Publié le par Nectaire Tempion

Je lis dans « Chine, la dissidence de François Jullien », Seuil 2011, page 186 : « …tant qu’on rendra fa, qui signifie la norme des punitions et des récompenses (la carotte et le bâton), par  “loi”, qui renvoie chez nous à un idéal de justice, on sera embarqué dans un contresens… »

Je mets zéro à la rue d’Ulm.

« Chez nous », la loi ne renvoie à aucun idéal. Les physiciens appellent « loi » une hypothèse confirmée par l’expérience. Quant à Kelsen, il fit florès chez les juristes, ses confrères, en considérant la loi comme un niveau dans la hiérarchie des normes.
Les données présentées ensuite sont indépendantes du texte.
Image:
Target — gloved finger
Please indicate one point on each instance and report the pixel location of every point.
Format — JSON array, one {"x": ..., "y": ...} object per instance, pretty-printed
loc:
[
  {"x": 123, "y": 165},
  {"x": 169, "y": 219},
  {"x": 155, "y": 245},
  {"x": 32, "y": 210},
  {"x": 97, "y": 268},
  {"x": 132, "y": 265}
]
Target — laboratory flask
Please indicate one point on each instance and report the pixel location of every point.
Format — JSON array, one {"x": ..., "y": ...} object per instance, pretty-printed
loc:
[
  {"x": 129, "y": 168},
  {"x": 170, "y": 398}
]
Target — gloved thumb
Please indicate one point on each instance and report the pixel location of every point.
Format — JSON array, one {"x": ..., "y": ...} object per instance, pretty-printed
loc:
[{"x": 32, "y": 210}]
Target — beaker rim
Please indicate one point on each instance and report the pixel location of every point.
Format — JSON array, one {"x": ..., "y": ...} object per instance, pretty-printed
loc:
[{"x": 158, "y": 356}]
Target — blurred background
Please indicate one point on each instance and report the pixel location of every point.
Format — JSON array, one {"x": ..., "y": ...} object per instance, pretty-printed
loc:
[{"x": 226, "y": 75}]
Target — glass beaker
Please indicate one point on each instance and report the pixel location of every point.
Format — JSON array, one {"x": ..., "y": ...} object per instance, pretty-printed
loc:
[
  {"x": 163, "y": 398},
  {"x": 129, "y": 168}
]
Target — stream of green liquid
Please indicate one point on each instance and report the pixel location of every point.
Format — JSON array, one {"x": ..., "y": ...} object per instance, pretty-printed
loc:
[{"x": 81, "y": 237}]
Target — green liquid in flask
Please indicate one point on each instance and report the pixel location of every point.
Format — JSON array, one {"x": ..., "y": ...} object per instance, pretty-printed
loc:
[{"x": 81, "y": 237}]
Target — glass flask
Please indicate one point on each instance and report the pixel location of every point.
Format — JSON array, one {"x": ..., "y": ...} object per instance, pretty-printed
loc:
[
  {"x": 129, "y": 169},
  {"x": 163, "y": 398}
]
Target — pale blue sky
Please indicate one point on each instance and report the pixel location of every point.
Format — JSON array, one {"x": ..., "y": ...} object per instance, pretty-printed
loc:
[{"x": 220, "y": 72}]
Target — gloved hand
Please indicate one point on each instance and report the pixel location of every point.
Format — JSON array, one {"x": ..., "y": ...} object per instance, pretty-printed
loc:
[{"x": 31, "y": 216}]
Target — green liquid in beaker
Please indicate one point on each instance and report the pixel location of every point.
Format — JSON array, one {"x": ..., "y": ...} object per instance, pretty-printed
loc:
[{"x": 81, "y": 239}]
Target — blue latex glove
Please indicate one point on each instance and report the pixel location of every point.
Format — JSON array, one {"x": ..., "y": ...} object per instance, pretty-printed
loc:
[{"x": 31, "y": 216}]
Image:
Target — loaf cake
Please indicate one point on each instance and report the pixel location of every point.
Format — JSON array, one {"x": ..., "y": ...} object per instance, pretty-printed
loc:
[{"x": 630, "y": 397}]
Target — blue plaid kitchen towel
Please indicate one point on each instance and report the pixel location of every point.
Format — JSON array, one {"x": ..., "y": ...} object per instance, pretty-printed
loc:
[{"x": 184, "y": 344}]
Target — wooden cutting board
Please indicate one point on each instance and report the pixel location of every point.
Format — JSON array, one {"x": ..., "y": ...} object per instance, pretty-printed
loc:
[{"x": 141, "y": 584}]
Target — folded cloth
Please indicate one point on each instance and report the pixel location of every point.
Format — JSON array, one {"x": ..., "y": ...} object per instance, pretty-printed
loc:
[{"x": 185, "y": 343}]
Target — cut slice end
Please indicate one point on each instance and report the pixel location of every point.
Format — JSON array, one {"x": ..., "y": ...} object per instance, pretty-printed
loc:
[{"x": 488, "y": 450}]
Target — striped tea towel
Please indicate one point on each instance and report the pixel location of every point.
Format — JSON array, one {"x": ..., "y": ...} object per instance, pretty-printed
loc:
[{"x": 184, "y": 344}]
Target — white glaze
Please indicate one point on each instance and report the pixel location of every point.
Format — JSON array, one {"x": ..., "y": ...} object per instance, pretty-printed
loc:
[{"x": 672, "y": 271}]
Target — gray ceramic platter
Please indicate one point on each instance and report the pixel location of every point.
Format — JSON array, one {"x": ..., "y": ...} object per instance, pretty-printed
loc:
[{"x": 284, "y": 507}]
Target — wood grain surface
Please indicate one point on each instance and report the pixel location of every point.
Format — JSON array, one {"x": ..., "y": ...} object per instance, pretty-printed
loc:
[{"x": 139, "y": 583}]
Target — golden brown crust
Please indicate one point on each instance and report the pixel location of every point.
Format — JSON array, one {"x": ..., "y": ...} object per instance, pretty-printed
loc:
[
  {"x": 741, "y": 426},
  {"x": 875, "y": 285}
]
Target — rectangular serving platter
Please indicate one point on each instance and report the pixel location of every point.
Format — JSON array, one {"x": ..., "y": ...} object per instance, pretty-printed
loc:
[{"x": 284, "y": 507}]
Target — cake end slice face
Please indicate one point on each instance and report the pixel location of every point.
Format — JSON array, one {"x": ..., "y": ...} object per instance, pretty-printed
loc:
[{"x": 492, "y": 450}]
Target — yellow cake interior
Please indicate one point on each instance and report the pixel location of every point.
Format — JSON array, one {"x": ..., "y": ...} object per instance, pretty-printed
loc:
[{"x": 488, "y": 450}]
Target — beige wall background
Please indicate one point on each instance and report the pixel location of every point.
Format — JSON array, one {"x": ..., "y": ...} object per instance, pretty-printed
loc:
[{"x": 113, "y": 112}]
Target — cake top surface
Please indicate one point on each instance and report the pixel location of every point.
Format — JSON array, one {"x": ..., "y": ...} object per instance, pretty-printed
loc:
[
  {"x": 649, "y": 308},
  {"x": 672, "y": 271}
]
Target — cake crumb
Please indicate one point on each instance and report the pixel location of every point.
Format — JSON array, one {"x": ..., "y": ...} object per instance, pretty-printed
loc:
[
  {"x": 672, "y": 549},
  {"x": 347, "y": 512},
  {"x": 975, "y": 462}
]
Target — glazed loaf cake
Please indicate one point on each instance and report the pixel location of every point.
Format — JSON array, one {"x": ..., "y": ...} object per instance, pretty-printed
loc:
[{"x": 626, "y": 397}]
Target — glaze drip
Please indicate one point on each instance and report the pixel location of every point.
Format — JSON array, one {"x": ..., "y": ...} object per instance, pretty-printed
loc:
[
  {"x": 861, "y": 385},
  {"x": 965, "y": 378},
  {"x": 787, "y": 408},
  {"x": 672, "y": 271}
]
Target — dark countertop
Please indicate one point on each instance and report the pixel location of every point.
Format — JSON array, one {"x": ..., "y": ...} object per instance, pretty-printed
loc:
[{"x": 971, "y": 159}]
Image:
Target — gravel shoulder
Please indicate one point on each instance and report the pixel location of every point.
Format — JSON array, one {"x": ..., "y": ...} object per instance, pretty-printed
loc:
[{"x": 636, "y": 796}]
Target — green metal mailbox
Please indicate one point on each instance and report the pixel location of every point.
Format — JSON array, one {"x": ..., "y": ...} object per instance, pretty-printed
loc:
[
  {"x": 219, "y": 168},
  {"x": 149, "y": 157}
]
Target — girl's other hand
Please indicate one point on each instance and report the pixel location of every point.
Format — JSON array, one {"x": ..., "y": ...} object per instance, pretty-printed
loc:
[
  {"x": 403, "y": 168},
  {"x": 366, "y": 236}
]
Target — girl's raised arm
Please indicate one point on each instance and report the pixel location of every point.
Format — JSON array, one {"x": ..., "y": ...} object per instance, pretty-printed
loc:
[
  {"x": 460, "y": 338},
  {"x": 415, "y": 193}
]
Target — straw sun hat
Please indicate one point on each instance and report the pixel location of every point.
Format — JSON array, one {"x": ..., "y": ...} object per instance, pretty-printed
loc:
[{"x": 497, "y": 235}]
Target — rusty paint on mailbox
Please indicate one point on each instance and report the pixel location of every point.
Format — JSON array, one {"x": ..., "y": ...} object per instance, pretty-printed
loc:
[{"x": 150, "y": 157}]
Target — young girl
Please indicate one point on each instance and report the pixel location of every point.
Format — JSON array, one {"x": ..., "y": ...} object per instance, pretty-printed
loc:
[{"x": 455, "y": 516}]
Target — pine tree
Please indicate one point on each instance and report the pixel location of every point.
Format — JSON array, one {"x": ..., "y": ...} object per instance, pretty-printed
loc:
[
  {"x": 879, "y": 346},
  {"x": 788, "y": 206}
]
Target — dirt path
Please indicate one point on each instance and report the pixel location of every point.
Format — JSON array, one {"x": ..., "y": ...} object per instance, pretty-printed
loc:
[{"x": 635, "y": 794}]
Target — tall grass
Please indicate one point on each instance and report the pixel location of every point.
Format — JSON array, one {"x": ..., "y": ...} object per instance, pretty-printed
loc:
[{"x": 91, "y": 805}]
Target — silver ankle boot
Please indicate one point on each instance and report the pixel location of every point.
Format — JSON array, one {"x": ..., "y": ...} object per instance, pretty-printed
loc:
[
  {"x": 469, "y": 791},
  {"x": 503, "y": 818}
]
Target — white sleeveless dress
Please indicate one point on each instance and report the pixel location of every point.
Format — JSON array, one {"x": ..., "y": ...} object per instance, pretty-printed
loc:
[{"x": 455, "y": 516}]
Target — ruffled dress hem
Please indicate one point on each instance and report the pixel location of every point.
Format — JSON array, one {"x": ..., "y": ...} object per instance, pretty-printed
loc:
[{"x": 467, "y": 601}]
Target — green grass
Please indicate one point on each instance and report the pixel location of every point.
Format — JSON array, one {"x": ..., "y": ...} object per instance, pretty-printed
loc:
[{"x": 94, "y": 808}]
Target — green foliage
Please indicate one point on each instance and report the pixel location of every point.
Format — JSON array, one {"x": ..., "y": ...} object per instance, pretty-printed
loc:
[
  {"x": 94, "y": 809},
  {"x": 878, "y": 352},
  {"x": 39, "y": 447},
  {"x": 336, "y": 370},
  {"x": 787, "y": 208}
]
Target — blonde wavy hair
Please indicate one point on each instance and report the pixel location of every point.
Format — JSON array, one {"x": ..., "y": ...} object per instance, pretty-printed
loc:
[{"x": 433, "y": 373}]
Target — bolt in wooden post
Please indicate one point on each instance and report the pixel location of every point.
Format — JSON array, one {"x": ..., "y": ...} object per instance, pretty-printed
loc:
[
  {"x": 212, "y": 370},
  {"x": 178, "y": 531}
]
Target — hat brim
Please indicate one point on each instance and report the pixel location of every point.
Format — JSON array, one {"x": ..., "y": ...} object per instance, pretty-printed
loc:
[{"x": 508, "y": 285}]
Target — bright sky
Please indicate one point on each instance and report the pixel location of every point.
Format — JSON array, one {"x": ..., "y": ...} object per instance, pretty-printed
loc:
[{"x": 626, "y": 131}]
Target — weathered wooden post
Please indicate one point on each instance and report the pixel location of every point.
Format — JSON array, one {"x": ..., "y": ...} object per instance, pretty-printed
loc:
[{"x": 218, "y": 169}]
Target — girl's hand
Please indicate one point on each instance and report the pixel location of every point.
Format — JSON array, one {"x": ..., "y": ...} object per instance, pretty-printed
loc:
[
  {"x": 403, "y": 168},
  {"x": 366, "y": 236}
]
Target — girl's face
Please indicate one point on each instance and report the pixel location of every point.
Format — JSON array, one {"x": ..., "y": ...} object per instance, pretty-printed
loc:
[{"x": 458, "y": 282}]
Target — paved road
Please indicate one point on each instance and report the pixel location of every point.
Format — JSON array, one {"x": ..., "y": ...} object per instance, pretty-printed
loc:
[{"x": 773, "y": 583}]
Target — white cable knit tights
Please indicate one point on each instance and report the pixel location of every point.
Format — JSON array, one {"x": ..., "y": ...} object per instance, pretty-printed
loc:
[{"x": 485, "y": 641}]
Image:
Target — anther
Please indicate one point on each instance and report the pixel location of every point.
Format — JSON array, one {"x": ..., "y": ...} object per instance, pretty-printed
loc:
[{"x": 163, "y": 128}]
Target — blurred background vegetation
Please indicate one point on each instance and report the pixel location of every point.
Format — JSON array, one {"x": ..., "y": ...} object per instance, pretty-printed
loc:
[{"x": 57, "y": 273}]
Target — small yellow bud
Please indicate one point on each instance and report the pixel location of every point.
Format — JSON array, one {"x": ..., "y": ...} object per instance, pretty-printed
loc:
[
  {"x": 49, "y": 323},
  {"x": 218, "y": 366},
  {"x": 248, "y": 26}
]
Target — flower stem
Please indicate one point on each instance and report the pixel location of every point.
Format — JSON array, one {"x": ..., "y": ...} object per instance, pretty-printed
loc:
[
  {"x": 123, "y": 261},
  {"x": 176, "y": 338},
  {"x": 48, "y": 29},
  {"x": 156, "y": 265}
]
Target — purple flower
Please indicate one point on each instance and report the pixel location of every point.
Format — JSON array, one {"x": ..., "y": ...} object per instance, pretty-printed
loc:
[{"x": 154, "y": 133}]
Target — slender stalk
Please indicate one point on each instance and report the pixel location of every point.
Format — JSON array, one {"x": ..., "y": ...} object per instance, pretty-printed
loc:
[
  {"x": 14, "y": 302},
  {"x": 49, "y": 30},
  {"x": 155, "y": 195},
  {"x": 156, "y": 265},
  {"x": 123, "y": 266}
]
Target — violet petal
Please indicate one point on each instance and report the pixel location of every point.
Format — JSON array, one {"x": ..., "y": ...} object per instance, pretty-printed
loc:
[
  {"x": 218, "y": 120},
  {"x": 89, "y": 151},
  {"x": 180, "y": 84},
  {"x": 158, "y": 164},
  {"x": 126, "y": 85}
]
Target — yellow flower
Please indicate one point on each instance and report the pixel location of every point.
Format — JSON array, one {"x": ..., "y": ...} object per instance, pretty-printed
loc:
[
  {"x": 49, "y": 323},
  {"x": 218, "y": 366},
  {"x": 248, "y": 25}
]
Ces ricaneurs-pinailleurs que sont les juristes distinguent la coutume, qui est spontanée, de la loi, qui est édictée. Edictée par qui ? C’est ici que les politologues arrivent avec leurs gros sabots : par celui ou ceux qui, pour le moment, occupent la position de force.

La carotte et le bâton.

Désireux de persévérer, non dans son être (bla-bla-bla), mais le plus longtemps possible dans sa domination, donc à « faire la loi », au sens de Roger Vaillant dans « La Loi » (prix Goncourt), qui tient la queue de la poêle où frit le petit poisson fait des lois.

N’importe quoi.

Mais pas n’importe comment. La procédurière engeance des juristes prend ici sa revanche.

Graver des interdits sur des chaudrons de bronze à l’entrée d’un palais, car nemo censetur ignorare legem, est typiquement légiste. Au XX° siècle, Bao Daï, fils du Ciel du Sud Eminent, fit encore rédiger et publier un code pénal.

On notera au passage que, pour les Chinois, la France est le « pays des lois ». Elles y sont nombreuses et souvent saugrenues.

Pas n’importe comment, mais n’importe quoi.

Et le Pr Jullien ? Qu’il traduise « fa » à sa guise.